Lifting the lid on reputation laundering through philanthropy

Back in 2020, ACDC began compiling a database of donations by post-Soviet oligarchs to leading charitable institutions in the United States. Our findings, though incomplete due to the limited information available, were surprising.

Between them over twenty years, seven oligarchs connected to interference in U.S. politics had donated around $400 million to more than 200 of the most prestigious nonprofit institutions in the U.S.. The list of recipients covers the gauntlet: from prestigious think tanks like the Brookings Institution and the Council on Foreign Relations, to world-renowned universities such as Harvard and the University of Southern California, to cultural icons such as the New York’s Museum of Modern Art (MOMA) and the Kennedy Center in Washington D.C.

When we first published these findings in Foreign Policy in October 2020, the reaction was honestly fairly muted. But, in the wake of Russia’s illegal and unprovoked invasion of Ukraine, the entire issue of oligarchs’ influence in the U.S. and elsewhere has taken on new significance. In the past few months, more than a dozen media outlets have used our data in their reporting and, in the new climate sparked by the war in Ukraine, journalists are boldly naming names.

(Click here for a list of reporting using our data analysis)

The database contains a list of around 150 of Russia’s wealthiest people, to which we’ve added legal entities such as charities, foundations and corporations controlled by the same individuals.

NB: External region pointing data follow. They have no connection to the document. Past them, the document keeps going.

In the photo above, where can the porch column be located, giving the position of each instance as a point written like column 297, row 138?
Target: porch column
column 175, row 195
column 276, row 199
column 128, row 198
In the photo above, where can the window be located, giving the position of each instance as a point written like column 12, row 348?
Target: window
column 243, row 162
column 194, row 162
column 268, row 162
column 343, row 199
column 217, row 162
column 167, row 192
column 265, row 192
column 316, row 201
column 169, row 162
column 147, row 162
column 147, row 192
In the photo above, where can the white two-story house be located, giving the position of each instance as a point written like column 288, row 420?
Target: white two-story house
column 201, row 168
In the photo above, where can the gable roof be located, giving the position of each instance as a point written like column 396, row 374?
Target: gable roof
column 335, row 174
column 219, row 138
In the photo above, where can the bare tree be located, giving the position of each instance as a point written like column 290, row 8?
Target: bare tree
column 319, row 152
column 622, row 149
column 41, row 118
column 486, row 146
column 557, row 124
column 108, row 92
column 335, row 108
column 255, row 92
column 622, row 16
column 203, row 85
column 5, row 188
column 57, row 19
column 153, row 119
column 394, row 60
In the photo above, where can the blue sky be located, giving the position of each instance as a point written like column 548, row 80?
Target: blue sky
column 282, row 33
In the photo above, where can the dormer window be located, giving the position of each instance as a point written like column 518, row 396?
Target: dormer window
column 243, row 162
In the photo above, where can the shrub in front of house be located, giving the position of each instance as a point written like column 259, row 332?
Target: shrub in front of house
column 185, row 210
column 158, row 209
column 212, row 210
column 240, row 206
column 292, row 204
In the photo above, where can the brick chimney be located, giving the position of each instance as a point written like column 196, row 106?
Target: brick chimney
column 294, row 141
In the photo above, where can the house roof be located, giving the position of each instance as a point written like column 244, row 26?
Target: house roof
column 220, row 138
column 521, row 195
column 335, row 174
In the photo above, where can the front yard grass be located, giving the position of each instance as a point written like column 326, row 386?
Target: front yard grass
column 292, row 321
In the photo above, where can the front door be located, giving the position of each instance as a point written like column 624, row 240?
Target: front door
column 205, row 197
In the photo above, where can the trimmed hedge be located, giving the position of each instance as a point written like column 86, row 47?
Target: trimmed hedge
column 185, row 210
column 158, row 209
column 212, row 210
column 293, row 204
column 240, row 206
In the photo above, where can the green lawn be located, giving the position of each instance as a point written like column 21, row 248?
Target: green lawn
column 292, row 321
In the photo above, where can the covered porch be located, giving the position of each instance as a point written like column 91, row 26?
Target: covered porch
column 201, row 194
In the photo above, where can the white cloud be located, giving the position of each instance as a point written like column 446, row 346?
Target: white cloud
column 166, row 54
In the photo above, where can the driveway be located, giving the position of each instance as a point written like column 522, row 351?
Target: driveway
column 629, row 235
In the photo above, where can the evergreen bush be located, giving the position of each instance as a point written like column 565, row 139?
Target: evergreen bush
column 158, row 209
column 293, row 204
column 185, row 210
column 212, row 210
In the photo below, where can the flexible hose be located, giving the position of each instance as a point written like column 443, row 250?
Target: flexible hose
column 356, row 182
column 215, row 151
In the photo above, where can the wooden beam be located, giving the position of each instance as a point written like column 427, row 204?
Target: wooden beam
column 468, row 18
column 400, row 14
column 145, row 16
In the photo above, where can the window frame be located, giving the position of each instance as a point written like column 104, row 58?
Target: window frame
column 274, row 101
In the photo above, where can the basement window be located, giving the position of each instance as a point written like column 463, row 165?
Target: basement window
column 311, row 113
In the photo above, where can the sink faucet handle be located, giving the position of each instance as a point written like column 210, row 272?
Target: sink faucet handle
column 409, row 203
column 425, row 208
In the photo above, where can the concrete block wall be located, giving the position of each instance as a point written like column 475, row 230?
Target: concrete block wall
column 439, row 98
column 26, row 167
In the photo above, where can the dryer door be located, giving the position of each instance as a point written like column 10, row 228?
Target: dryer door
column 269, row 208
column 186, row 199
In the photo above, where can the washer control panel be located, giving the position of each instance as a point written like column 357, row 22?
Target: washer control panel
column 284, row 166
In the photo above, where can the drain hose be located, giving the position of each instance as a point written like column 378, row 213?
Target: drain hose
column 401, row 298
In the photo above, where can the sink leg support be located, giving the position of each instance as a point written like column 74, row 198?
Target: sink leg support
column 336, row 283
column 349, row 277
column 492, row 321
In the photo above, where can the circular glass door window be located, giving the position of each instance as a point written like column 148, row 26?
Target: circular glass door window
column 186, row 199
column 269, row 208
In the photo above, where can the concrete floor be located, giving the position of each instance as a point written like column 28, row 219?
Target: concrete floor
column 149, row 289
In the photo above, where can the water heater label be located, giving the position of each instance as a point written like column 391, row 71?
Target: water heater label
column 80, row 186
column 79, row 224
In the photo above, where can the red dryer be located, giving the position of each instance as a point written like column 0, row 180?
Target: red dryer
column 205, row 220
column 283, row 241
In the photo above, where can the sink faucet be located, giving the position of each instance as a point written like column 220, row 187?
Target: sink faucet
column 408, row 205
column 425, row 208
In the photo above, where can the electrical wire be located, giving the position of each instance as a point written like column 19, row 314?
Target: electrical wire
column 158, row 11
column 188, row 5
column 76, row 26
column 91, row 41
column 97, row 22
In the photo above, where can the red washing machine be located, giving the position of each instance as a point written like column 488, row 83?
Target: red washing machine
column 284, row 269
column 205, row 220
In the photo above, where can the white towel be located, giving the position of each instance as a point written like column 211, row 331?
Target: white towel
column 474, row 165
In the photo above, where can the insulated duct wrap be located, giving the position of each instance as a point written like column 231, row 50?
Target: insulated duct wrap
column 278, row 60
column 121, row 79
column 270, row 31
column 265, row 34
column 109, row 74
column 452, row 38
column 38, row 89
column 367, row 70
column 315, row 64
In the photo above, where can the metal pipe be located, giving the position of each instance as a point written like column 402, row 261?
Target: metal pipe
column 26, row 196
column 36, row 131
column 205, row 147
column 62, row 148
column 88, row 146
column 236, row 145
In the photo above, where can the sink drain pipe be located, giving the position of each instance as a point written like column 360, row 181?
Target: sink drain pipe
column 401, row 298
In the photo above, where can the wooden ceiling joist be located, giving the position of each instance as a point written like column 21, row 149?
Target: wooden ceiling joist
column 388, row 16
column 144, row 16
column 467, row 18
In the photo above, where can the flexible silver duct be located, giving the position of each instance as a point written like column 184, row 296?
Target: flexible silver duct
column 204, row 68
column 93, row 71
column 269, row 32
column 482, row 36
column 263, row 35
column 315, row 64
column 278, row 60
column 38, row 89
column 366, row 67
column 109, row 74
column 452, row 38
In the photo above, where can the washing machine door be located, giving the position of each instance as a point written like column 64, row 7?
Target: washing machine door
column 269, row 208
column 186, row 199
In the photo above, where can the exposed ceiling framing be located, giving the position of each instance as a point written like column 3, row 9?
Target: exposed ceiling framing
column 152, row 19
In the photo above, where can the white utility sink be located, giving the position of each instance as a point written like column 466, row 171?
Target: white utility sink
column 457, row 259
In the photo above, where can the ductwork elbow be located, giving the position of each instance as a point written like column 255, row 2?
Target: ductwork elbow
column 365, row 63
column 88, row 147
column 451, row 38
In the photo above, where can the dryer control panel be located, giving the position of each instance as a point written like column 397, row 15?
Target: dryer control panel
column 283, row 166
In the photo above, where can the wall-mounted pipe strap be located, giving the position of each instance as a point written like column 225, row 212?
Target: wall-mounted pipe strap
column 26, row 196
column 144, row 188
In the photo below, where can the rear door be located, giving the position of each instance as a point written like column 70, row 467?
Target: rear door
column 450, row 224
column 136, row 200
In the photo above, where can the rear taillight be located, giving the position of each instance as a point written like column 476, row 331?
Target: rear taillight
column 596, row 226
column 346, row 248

As well as journalists, it is also available to nonprofit organizations interested in using it for due diligence on prospective givers.

As we recently explained to the Donor Search podcast, nonprofits need to be aware of the objectives of oligarchic philanthropic donors. In addition to bringing oligarchs into contact with the influential and powerful, philanthropy makes it easier to suppress critical news and scrutiny: threats of legal action for unfavorable coverage carry more weight when the plaintiff can claim to be an upstanding member of society. In that sense, reputation laundering is a press freedom issue, and nonprofits can be used as a pawn in a bigger game. Especially for larger institutions, accepting donations from controversial figures sets a precedent that greatly influences smaller institutions with fewer resources to run their own checks.

There are three key things that nonprofits can do to limit their exposure to oligarchic reputation laundering:

  1. Ensure that development teams are aware of how donations and associated access may be instrumentalized for malign purposes.
  2. Conduct the fullest due diligence on new donors possible, bearing in mind that new information may have come to light since previous donations to other institutions.
  3. Respond proactively when new information about donors comes to light. This can include severing ties, reviewing due diligence practices and contributing to compensation of victims.

We’ve recently discussed our findings with U.S. government officials and legislators. In those conversations, we’ve stressed the need for transparency solutions that don’t put additional regulatory burden on donors, but rather make the government responsible for collecting information about large gifts from foreign individuals, as they already do in higher education.